Who knows what the shoe box was for? Dad had all kinds of money that he never spent on things the rest of us wanted, like cell phones and big televisions. Maybe Dad had read St. Augustine in seminary school and also decided to turn his back on the “things of this world” that delighted him. Maybe the box was a way of avoiding the temptation to spend this money. Whatever the case, I didn’t question why the shoe box was in the closet any more than I questioned my decision to take a big stack of money out of it and give that money to Cullen so that he would keep teaching me how to be a different person.
Two weeks later I stood in a freezing apartment building in Elizabeth with Cullen and Roman, hoping to buy a gun from a guy that Roman said he was boys with, and my sister was there too.
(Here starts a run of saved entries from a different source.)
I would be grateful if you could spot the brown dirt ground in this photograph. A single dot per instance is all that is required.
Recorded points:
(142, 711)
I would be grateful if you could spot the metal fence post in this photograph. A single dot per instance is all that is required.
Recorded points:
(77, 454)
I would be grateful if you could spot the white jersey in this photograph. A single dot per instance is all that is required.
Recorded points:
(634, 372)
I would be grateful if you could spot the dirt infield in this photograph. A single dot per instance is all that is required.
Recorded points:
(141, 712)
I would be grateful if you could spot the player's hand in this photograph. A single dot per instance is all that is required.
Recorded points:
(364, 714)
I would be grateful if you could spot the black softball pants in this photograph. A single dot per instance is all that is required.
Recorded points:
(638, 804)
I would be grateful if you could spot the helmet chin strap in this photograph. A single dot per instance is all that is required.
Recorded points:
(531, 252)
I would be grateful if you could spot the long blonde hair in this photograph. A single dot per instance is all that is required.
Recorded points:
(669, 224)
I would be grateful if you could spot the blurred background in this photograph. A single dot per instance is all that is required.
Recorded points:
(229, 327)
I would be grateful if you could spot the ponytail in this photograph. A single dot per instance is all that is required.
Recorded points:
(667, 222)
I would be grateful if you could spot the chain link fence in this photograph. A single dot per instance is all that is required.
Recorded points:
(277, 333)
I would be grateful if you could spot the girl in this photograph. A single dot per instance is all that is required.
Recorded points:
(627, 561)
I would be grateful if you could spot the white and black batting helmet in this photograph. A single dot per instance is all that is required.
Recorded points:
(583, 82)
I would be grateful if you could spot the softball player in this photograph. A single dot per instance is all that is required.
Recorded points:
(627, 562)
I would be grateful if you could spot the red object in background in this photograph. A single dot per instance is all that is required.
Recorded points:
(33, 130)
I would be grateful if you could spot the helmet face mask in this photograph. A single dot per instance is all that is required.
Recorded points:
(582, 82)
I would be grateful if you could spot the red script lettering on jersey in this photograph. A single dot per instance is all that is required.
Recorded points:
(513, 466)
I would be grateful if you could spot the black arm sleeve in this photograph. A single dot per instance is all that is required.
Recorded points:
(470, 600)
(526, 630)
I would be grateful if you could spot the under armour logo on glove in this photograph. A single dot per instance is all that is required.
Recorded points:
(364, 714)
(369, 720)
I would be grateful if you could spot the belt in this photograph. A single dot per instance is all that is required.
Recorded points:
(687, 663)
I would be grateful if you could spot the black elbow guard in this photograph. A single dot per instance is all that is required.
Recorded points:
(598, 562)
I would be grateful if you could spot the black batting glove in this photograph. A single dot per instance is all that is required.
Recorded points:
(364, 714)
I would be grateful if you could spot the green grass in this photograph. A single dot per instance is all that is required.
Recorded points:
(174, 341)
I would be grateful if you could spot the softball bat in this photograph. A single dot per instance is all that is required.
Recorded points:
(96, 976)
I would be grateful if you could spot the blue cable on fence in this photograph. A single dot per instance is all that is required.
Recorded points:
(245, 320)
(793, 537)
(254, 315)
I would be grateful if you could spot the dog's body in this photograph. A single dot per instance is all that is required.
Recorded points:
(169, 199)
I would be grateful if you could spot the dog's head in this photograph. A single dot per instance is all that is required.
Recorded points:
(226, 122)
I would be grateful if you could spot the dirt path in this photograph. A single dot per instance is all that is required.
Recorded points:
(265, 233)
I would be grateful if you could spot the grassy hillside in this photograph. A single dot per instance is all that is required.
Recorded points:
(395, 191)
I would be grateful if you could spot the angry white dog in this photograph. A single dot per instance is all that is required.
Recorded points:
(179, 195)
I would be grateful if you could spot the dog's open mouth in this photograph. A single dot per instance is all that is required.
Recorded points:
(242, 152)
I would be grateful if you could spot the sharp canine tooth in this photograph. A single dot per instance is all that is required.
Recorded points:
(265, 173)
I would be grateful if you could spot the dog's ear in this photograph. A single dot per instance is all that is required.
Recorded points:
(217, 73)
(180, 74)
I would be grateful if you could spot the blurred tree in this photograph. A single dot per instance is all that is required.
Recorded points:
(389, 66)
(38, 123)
I was surprised to find her with Cullen at the gas station earlier in the day but tried not to think too much of it. Even when I was little—before my friends knew why they liked my sister or what they wanted to do with her—kids I knew were always staring at Bri in funny ways, asking me questions like did she want to hang out with us or did I ever see her coming out of the shower and stuff like that. I started to think that some of these kids came over to my house to see Bri rather than hang out with me, but once I noticed this I decided to quit worrying about it. People have all sorts of reasons for doing what they do. You could go crazy trying to figure them out.
In any case, Bri was standing there next to me in that freezing apartment building in Elizabeth when Roman shoved the door of apartment 8C over a crappy carpet without knocking. Inside the apartment, a man was screaming. Had been screaming. And when the door opened, another guy started screaming too. “Shut the fucking door!” A baby cried, and a woman screamed too. “Shut the fucking door!” they all said.